Er kündigte im Rahmen einer länglichen Stellungnahme an, sein von 2015 bis 2018 auf drei Mobiltelefonen gesichertes Wissen am Freitag mit der Bundespolizei FBI und zuständigen Senats-Ausschüssen zu teilen. Bobulinski betonte mehrfach, dass er politisch „mit niemandem ein Hühnchen zu rupfen” habe und seine Einlassungen als patriotischer Akt verstanden werden müssten. Sein spektakulärer Tenor:
„Die Biden-Familie hat aggressiv den Familien-Namen eingesetzt, um von ausländischen Organen Millionen Dollar zu bekommen, obwohl einige davon vom kommunistisch kontrollierten China stammten.”
Für Trump, etliche Republikaner und konservative Medien von Fox News über Breitbart bis zum Wall Street Journal hat sich damit der bereits in der Ukraine-Affäre erzeugte Eindruck erhärtet, dass der Präsidentschaftskandidat der Demokraten „korrupt” ist und die Unwahrheit gesagt hat. Trump forderte bereits von Justizminister Bill Barr die Einleitung strafrechtlicher Ermittlungen gegen seinen Herausforderer und dessen Sohn; ohne jedoch einen Straftatbestand zu benennen.
Laut Bobulinski sollte „Sinohawk Holdings” mit der staatlich beherrschten Firma CFC China ein Joint-Venture etablieren, das zu Beginn mit zehn Millionen $ finanziert werden sollte. Ziel sei gewesen, in den USA in Infrastruktur, Immobilien und Technologie zu investieren. An dem Vorhaben sollte Biden Senior finanziell beteiligt werden, den Hunter Biden gegenüber Bobulinski als „der große Kerl” und „meinen Vorsitzenden” bezeichnet habe. Am Ende sei es zum Streit gekommen.
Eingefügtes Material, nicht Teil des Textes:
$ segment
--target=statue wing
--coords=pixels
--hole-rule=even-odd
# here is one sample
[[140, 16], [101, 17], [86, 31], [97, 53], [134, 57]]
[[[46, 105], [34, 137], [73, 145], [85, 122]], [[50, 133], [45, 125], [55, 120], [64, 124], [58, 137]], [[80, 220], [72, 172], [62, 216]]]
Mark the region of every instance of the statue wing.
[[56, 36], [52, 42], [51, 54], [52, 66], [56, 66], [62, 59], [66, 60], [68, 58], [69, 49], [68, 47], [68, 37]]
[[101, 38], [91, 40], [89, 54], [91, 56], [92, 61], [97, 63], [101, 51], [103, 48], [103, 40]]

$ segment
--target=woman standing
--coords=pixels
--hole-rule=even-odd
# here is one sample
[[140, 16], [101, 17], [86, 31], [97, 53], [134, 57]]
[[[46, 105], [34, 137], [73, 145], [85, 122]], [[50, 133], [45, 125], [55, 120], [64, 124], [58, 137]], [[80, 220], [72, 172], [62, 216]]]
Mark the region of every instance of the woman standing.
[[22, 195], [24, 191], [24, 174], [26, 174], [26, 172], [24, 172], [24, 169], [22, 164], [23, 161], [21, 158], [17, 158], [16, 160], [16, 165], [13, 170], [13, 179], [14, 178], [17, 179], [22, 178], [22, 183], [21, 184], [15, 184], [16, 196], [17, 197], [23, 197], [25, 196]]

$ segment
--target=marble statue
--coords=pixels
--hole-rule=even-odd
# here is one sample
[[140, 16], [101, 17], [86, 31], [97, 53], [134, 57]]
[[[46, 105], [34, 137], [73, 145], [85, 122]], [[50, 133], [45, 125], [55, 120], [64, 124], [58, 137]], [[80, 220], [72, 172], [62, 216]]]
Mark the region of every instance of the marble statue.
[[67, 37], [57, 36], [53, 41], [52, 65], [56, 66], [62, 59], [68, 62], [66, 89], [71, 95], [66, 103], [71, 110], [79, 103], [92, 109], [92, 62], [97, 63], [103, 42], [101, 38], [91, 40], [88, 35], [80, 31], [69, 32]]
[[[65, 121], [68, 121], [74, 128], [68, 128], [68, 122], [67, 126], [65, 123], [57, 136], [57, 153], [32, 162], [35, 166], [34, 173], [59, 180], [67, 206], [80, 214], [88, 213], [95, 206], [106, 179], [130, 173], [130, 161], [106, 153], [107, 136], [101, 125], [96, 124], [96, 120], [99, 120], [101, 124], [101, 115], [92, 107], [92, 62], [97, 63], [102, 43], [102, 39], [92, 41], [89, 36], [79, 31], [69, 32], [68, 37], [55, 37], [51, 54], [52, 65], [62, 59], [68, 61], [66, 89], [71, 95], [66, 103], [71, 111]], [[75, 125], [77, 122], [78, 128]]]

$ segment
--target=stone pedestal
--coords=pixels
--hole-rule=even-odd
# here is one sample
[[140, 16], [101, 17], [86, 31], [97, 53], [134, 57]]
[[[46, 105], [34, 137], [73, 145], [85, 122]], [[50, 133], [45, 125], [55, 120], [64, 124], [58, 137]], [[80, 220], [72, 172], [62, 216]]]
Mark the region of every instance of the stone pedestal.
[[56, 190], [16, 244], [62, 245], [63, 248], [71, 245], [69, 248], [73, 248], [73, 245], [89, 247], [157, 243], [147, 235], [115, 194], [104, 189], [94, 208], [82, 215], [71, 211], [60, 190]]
Hunter Biden habe fünf Millionen $ aus dem Projekt auf eigene Konten umgeleitet.
Trumps Nebelkerzen
All diese Details kamen in der TV-Debatte allenfalls schemenhaft zum Vorschein. Immer wenn Trump das Thema aufbrachte, konterte Biden energisch - „Ich habe niemals in meinem Leben einen Penny von einer ausländischen Quelle angenommen” - und Moderatorin Welker führte die Diskussion zum Verdruss des Präsidenten zielstrebig wieder auf das eigentliche Thema zurück.
Andere Nebelkerzen hatte Trump bereits weit vor der ersten Frage geworfen. Im Laufe des Tages veröffentlichte er via soziale Medien einen 45-minütigen Mitschnitt eines Interviews, dass erst am Sonntag in der renommierten Magazin-Reihe "60 Minutes" auf dem Sender CBS ausgestrahlt werden soll. Trumps Ziel war es, die seit 30 Jahren tätige Top-Reporterin Lesley Stahl als Verkörperung von „Einseitigkeit”, „Hass” und „Unanständigkeit” darzustellen. Dabei war lediglich zu sehen, wie Trump auf berechtigte hartnäckige, kritische Fragen und Richtigstellungen der Journalistin vor allem zum Krisen-Management des Präsidenten in der Coronavirus-Pandemie zusehends unwirscher reagiert und das Interview vorzeitig abbricht. Überwiegende Reaktion in sozialen Medien: „Wehleidig, dieser Präsident”.
Am Ende der TV-Debatte wurden Biden und Trump gefragt, was sie im Fall eines Sieges den Amerikanern sagen würden, die nicht für sie gestimmt hätten. Biden: „Ich werde sagen: Ich bin ein amerikanischer Präsident, ich vertrete euch alle, ob ihr für oder gegen mich gestimmt habt.” Trump würde sagen: "Der Erfolg wird uns zusammenbringen."